Jurisprudence : 1 mois de prison ferme pour avoir mangé en public pendant le ramadan

 Jurisprudence : 1 mois de prison ferme pour avoir mangé en public pendant le ramadan

Affiche de la campagne “Mouch bessif”


Quatre Tunisiens ont été condamnés hier 1er juin à un mois de prison pour « outrage public à la pudeur » après avoir mangé dans un jardin public en plein ramadan, mois sacré de jeûne musulman, a indiqué jeudi le représentant du ministère public à Bizerte. Une jurisprudence qui relance le débat sur la liberté de conscience, et vaut à la Tunisie d’être épinglée par la presse internationale.


Une condamnation qui intervient au moment où un collectif d'ONG a appelé les autorités à « respecter leur devoir constitutionnel de garantir la liberté de conscience » et qu'un appel à manifester le 11 juin a été lancé sur les réseaux sociaux, sous le slogan « Mouch bessif ! » (« Pas sous la contrainte ! ») afin de défendre les non-jeûneurs et réclamer le respect des libertés individuelles, tandis que certains Tunisiens perçoivent ces actions comme étant l’apanage de l’athéisme militant.


 


Une situation de flou juridique


Aucune loi n'interdit de manger ou de boire en public pendant le ramadan en Tunisie mais le débat récurrent sur cette question revient chaque année quasiment de la même manière. La nouvelle Constitution tunisienne garantit pourtant « la liberté de croyance et de conscience », une mention inédite dans le monde arabe, mais l'Etat est d’un autre côté décrit dans le même texte comme étant le « gardien de la religion ».


Les quatre hommes « ont choisi un jardin public pour manger et fumer, un acte provocateur durant le mois de ramadan (…). De ce fait, le tribunal cantonal de Bizerte les a condamnés à un mois de prison », a déclaré Chokri Lahmar, le porte-parole du Parquet. « Ils sont en état de liberté et s'ils n'interjettent pas appel dans un délai de dix jours, leur peine sera appliquée », a précisé Lahmar, confirmant qu’il s’agit bien de prison ferme.
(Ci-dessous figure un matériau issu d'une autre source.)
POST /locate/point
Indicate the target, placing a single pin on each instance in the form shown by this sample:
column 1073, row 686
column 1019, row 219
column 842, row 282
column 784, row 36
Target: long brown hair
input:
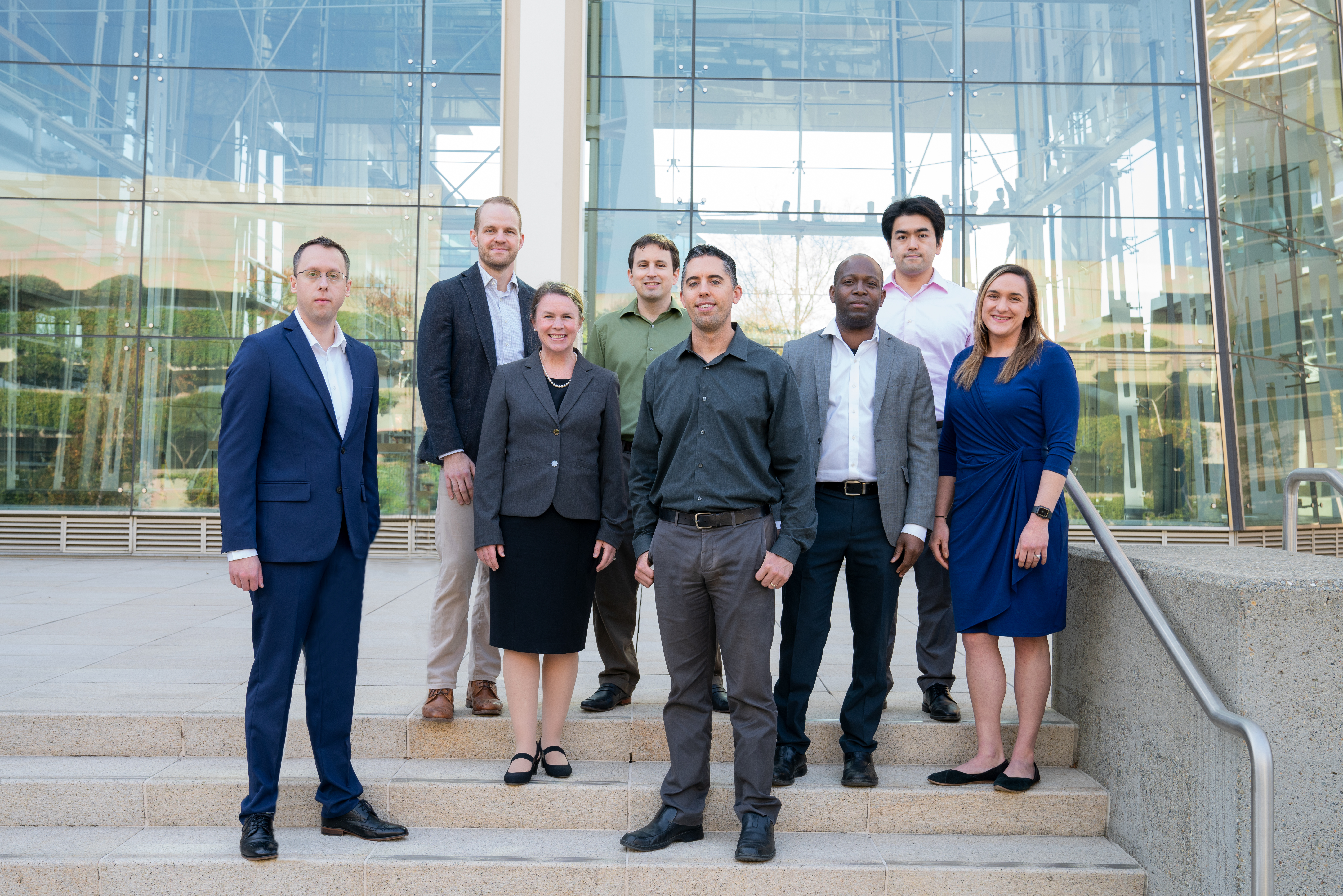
column 1028, row 344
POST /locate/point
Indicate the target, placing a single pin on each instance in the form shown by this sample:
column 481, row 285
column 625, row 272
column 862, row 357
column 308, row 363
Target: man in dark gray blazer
column 472, row 324
column 871, row 424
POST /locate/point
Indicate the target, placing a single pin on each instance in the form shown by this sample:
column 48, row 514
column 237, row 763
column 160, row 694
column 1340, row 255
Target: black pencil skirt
column 542, row 594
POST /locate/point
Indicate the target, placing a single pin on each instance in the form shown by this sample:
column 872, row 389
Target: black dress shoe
column 953, row 778
column 661, row 833
column 939, row 705
column 606, row 699
column 1016, row 785
column 790, row 764
column 859, row 770
column 258, row 841
column 363, row 823
column 757, row 840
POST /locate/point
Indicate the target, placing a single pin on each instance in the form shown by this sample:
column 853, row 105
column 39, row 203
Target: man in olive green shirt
column 625, row 342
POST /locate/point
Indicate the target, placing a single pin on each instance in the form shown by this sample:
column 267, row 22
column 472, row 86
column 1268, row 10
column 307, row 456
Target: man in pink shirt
column 934, row 315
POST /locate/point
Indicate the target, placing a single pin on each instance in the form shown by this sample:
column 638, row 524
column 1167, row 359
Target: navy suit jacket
column 456, row 362
column 287, row 477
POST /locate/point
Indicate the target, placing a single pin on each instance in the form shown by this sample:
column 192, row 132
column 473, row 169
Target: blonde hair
column 1029, row 343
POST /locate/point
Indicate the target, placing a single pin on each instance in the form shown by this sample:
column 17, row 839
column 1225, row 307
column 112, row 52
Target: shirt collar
column 312, row 340
column 937, row 283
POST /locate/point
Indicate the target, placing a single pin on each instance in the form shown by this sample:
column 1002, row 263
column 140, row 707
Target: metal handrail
column 1290, row 492
column 1262, row 753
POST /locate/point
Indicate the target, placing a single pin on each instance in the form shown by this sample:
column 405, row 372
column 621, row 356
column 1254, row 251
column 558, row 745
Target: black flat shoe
column 258, row 840
column 939, row 706
column 606, row 699
column 557, row 772
column 790, row 764
column 523, row 777
column 859, row 770
column 363, row 823
column 953, row 778
column 757, row 840
column 1016, row 785
column 661, row 833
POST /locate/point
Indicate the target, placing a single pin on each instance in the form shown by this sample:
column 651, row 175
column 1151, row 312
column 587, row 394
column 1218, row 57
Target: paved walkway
column 151, row 635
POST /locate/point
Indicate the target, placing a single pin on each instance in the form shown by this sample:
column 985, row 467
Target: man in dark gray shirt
column 721, row 438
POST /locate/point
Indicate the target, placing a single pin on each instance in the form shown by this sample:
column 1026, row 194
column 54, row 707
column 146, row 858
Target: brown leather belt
column 852, row 488
column 715, row 520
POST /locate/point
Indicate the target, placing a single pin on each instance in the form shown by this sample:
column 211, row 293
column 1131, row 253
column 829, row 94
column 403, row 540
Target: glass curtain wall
column 159, row 164
column 1060, row 136
column 1278, row 124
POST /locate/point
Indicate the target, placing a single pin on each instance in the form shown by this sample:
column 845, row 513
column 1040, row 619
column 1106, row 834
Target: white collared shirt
column 849, row 441
column 335, row 366
column 938, row 320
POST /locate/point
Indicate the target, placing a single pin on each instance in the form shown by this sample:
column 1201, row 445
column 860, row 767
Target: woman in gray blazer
column 550, row 506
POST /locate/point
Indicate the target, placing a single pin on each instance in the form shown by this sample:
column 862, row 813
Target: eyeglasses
column 332, row 277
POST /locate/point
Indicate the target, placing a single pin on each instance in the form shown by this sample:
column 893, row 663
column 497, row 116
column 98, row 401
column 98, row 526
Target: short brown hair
column 499, row 201
column 555, row 288
column 661, row 242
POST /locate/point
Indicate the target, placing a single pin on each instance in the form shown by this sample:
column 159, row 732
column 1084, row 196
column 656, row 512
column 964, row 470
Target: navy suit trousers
column 314, row 609
column 849, row 531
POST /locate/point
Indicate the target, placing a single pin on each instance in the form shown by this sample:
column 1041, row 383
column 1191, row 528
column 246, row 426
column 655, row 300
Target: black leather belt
column 853, row 488
column 716, row 520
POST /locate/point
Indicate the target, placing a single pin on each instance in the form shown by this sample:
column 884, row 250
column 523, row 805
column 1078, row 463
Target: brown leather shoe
column 483, row 699
column 440, row 705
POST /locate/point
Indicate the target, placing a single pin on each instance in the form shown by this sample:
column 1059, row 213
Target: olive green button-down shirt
column 624, row 342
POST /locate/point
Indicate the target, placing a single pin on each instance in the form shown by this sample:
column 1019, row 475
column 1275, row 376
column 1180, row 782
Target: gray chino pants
column 706, row 588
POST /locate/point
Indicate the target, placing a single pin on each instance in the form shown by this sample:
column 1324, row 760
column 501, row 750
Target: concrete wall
column 1266, row 631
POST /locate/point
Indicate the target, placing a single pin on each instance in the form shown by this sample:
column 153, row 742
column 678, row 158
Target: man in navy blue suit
column 299, row 508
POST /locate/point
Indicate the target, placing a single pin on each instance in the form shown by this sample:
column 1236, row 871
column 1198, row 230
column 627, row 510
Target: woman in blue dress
column 1008, row 440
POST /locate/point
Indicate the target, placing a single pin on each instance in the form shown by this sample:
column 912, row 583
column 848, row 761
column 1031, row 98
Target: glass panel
column 76, row 31
column 72, row 134
column 1083, row 150
column 824, row 147
column 342, row 34
column 224, row 271
column 179, row 440
column 284, row 136
column 461, row 148
column 1122, row 284
column 644, row 38
column 464, row 35
column 770, row 39
column 1150, row 438
column 1080, row 42
column 1243, row 50
column 643, row 143
column 68, row 421
column 69, row 268
column 610, row 237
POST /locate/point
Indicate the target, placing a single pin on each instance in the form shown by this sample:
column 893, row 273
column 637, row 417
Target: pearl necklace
column 547, row 374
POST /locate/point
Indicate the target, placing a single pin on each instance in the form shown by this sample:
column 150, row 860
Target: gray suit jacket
column 904, row 424
column 534, row 456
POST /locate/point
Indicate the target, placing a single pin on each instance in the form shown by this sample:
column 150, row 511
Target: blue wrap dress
column 997, row 440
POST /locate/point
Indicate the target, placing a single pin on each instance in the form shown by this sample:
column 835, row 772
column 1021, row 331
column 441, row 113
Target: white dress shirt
column 937, row 320
column 849, row 442
column 335, row 366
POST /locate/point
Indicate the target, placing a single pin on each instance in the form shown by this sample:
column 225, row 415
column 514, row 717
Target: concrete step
column 906, row 737
column 469, row 793
column 186, row 862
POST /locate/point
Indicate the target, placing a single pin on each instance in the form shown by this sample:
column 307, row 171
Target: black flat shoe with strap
column 523, row 777
column 557, row 772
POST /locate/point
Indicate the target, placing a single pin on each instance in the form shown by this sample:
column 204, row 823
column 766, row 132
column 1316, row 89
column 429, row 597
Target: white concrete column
column 543, row 136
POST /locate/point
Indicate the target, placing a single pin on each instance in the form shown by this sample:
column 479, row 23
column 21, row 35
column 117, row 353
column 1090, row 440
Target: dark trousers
column 849, row 533
column 707, row 594
column 314, row 609
column 937, row 645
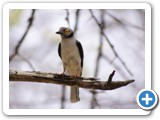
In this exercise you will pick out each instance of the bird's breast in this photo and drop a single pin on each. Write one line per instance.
(70, 54)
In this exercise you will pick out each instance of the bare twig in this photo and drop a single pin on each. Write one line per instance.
(67, 17)
(125, 23)
(110, 44)
(63, 97)
(77, 20)
(30, 20)
(110, 77)
(27, 61)
(94, 101)
(89, 83)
Le procureur général du tribunal de première instance de Bizerte, Mongi Boularès, a de son côté affirmé que les quatre hommes avaient provoqué la colère d'habitants de la ville en mangeant et en fumant dans ce jardin, ce qui a nécessité selon lui l'intervention des forces de l'ordre.

 


Le jeu du chat et de la souris


« Leur acte est provocateur et porte atteinte à la morale », a estimé Boularès. « S'ils ont choisi de ne pas jeûner, ils n'avaient qu'à manger dans un autre endroit à l'abri des regards et ne pas tenter de semer la haine entre les gens », a renchéri Lahmar.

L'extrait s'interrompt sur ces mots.